Tangowork conducted a workshop with BC Unclaimed. Using Google’s HEART framework, we identified the most important website metrics to track.

Things like user adoption, engagement and retention could be measured using Google Analytics, with some custom code to track certain events. But the ultimate measurement of website success is whether users are happy.

A simple inline survey on key pages measures user satisfaction. 90% of users answer YES, they found what they were looking for.

To measure user happiness, we implemented an inline survey at the bottom of key pages on BC Unclaimed. The survey asks, at random:

  • Was this helpful?

  • Did you find what you were looking for?

  • How likely are you to recommend BC Unclaimed to a friend or relative?

After immediately capturing the user’s response, it presents an optional open-ended question that invites users to elaborate.

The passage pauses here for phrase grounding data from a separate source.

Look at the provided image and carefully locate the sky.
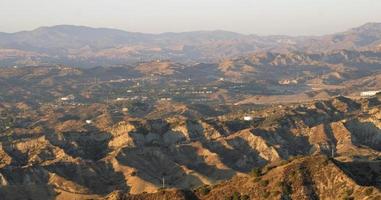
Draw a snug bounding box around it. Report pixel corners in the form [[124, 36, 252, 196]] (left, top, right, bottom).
[[0, 0, 381, 35]]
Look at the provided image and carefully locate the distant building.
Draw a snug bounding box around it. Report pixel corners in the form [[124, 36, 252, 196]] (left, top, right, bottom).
[[279, 79, 298, 85], [243, 116, 253, 121], [116, 97, 128, 101], [360, 90, 381, 97], [60, 94, 75, 101]]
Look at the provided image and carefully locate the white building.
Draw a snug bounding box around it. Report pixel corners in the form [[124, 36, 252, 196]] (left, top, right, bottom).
[[243, 116, 253, 121], [60, 94, 75, 101], [279, 79, 298, 85], [160, 97, 172, 101], [360, 90, 380, 97], [116, 97, 128, 101]]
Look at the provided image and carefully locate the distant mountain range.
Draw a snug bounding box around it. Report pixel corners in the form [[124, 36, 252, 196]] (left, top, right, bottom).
[[0, 23, 381, 67]]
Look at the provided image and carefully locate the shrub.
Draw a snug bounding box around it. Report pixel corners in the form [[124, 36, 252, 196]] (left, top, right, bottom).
[[259, 180, 269, 187], [364, 188, 373, 196], [281, 182, 292, 195], [279, 160, 290, 165], [135, 126, 149, 135], [345, 188, 353, 196], [198, 185, 211, 196], [253, 177, 261, 183], [241, 195, 250, 200], [276, 181, 283, 187], [273, 191, 281, 196], [343, 196, 354, 200], [288, 155, 303, 161], [232, 191, 240, 200], [250, 167, 262, 177], [263, 165, 276, 173], [262, 191, 270, 198]]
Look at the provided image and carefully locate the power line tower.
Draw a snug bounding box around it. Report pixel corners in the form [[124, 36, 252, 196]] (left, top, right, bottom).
[[161, 172, 167, 189], [330, 143, 335, 158]]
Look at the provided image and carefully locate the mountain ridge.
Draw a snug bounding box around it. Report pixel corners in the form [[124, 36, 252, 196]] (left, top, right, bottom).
[[2, 22, 381, 37], [1, 23, 381, 67]]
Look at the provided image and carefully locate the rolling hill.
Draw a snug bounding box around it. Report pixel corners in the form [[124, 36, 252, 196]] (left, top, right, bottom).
[[1, 23, 381, 67]]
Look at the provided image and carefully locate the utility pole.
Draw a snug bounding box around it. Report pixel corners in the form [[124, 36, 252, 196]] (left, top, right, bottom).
[[330, 143, 335, 158], [162, 176, 165, 189]]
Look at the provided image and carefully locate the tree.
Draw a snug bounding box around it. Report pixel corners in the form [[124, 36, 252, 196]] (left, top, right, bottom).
[[250, 167, 262, 177], [232, 192, 240, 200]]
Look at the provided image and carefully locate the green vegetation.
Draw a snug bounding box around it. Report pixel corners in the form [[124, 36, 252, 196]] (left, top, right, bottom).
[[253, 177, 261, 183], [250, 167, 262, 177], [345, 188, 354, 196], [259, 179, 269, 187], [364, 188, 373, 196], [261, 191, 270, 198], [135, 126, 149, 135], [343, 196, 354, 200], [232, 191, 240, 200], [225, 192, 250, 200], [240, 195, 250, 200], [224, 120, 251, 132], [280, 181, 292, 196], [273, 191, 281, 196], [288, 155, 303, 161], [197, 185, 211, 196]]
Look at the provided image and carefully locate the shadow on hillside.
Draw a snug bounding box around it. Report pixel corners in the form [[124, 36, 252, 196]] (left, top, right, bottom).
[[0, 166, 58, 200], [291, 100, 349, 128], [344, 119, 381, 152], [187, 119, 268, 172], [45, 125, 112, 161], [299, 164, 319, 200], [0, 131, 44, 144], [252, 127, 312, 159], [116, 147, 205, 189], [317, 123, 338, 157], [0, 122, 129, 197], [169, 144, 236, 180], [333, 159, 381, 190], [2, 145, 30, 167], [44, 161, 129, 195], [345, 119, 381, 151], [40, 124, 130, 195], [115, 118, 252, 189]]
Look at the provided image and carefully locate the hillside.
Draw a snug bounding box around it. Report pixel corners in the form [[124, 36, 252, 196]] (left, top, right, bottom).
[[109, 155, 381, 200], [1, 23, 381, 66], [1, 94, 381, 199], [1, 50, 381, 106]]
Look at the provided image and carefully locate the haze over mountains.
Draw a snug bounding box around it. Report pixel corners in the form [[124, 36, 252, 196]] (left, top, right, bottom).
[[1, 21, 381, 200], [0, 23, 381, 67]]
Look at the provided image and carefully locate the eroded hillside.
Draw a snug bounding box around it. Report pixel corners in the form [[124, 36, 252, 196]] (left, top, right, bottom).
[[1, 94, 381, 199]]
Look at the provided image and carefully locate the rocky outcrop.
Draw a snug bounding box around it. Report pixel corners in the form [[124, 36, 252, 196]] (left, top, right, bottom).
[[1, 97, 381, 199]]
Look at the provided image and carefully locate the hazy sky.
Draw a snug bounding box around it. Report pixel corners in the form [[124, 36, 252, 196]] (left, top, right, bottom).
[[0, 0, 381, 35]]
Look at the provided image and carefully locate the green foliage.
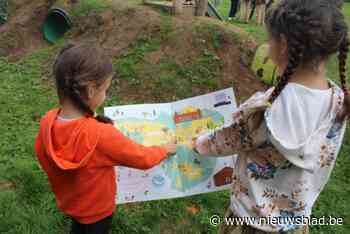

All this data is aggregated to Looker Studio, where we’ve been thrilled to see the results:

  • 95% YES — the website was helpful

  • 90% YES — they found what they were looking for

  • Overall Net Promoter Score (NPS)* of 63.

*NPS is a way to measure whether people are promotors of your brand. 0 means people are neutral. -100 means everyone talks bad about it. +100 means everyone promotes it. For comparison, Apple’s NPS is 47, Walmart’s is -4, Amazon’s is 7.

Tangowork developed a data dashboard for BC Unclaimed. Built in Looker Studio, it integrates data sources including Google Analytics and our custom inline survey.

Open-ended feedback has been equally gratifying: users love BC Unclaimed’s new website!

  • “Your system is fast and very easy to use”

  • “Very clear concise directions”

  • “The process is very user friendly.”

  • “That was quick and painless. Thank you!”

  • “Great service, great website. Thanks!”

Tangowork's project for BC Unclaimed demonstrates the value of a well-executed digital transformation. The rebranded, rewritten, high-performing website strengthen’s BC Unclaimed's credibility and provides an excellent user experience.